Fixing an unmanaged code AppCrash

This post is the result of a recent bug hunt in which I came across a tricky bug, found a debugging switch I’d completely forgotten existed and learned a little about calling extern string functions from C#.

I love bug hunting. It’s like a murder mystery: you’ve got your suspects and you try to eliminate them one at a time until, as a famous bug hunter said:

… when you have eliminated the impossible, whatever remains, however improbable, must be the truth.
— Sherlock Holmes, The Sign of Four

Between about 1995 and 2006, I used a data library called Apollo almost every day. It was a bunch of C++ drivers for dBase files with some more advanced options for encryption and indexing and was a popular option for Clipper programmers. I joined a software project which was based on Clipper and Apollo in 1995. Apollo went through many different incarnations SuccessWare, Luxent, Vista, ApolloDB. All of these companies were essentially providing wrappers for different languages (Delphi, .NET) but the core C++ drivers always remained more or less the same and it’s still going.

Fast forward to 2013 and we have a legacy console utility for migrating data from the old format, which traverses the Apollo tables and converts the data to our model (DevExpress XPO objects). This code hardly ever changes, but when I converted all our core libraries to .NET 4.5., I found I had to jump in and fix it one last time.

When I tried to run the upgraded .NET 4.5 library I got a mysterious app crash.

The application would then close without any error message or stack trace. Nothing I did was allowing me catch any exception. None of the signatures, e.g., the c0000374 exception code show up on Google. It shows up in the Windows event log, but apparently EventID 1000 is a very generic error message.

I had a suspicion the problem was something to do with the Apollo assembly and I also knew that Apollo was not all managed code. I stumbled over the Enable native code debugging in the project settings. I’ve never used this setting. (My next approach would have been to use tracing to try to pinpoint the location of the crash.)

Visual Studio really impresses with its debugging capabilities. When we run again, we get a stack trace and an error message.

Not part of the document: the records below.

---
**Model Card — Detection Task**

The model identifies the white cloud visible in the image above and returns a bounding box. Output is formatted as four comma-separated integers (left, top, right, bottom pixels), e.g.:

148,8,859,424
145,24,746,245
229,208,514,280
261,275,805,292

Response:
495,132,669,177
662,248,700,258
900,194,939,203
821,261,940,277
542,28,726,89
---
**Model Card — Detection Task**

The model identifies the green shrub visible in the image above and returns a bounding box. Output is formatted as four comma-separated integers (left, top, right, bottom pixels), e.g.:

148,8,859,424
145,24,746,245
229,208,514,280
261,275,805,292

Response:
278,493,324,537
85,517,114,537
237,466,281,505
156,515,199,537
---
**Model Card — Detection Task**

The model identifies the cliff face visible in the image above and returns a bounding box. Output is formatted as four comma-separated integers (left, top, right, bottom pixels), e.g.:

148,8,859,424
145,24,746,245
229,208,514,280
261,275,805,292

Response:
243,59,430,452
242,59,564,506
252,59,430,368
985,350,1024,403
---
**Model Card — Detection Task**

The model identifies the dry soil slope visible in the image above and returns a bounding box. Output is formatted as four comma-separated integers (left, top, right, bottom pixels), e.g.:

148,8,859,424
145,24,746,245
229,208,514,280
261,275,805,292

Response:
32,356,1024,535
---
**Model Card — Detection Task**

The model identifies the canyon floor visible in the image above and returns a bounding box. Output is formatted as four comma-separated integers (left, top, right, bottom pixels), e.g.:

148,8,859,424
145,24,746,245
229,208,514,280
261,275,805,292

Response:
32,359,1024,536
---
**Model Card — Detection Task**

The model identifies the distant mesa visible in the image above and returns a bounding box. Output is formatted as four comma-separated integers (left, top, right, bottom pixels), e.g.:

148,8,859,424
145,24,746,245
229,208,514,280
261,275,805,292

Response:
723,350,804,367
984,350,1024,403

Well Google didn’t seem to have much to say about ‘This may be due to a corruption of the heap’. But the problem seems to do with apolloTable.FieldName(i). With a decompiler I had a look at its definition.

1
2
3
4
5
6
public string FieldName(short fieldNum)
{
	//...
    return ApolloAPI.sx_FieldName(fieldNum);
    //...
}

Let’s find ApolloAPI.sx_FieldName(fieldNum);

1
2
[DllImport("SDE7.dll", CharSet=CharSet.Ansi, ExactSpelling=true)]
public static extern string sx_FieldName(short uiFieldNum);

Now, knowing that SDE7.dll is written in C++, I guessed it might be having trouble with the return value being a string. The C++ memory management of the returned string might be getting in the way. A bit of StackOverflow gave me this trick: declare the return type as IntPtr and use Marshal.PtrToStringAnsi() to get a C# string from the pointer. (It seems that .NET 4.5 is stricter about marshalling than earlier frameworks. Perhaps someone can enlighten me why the error did not occur with .NET 4.0?) I wrote a new extension method for ApolloTable and changed the code to use apolloTable.SafeFieldName(i) instead.

 1
 2
 3
 4
 5
 6
 7
 8
 9
10
11
12
13
    public static class TApolloTableExtensions
    {
        [DllImport("SDE7.dll", CharSet = CharSet.Ansi, ExactSpelling = true)]
        public static extern IntPtr sx_FieldName(short uiFieldNum);

        public static string SafeFieldName(this ApolloTable apolloTable, short fieldNum)
        {
        	//...
            IntPtr strPtr = sx_FieldName(fieldNum);
            return Marshal.PtrToStringAnsi(strPtr);
            //...
        }
    }

And bingo! The application now runs without error.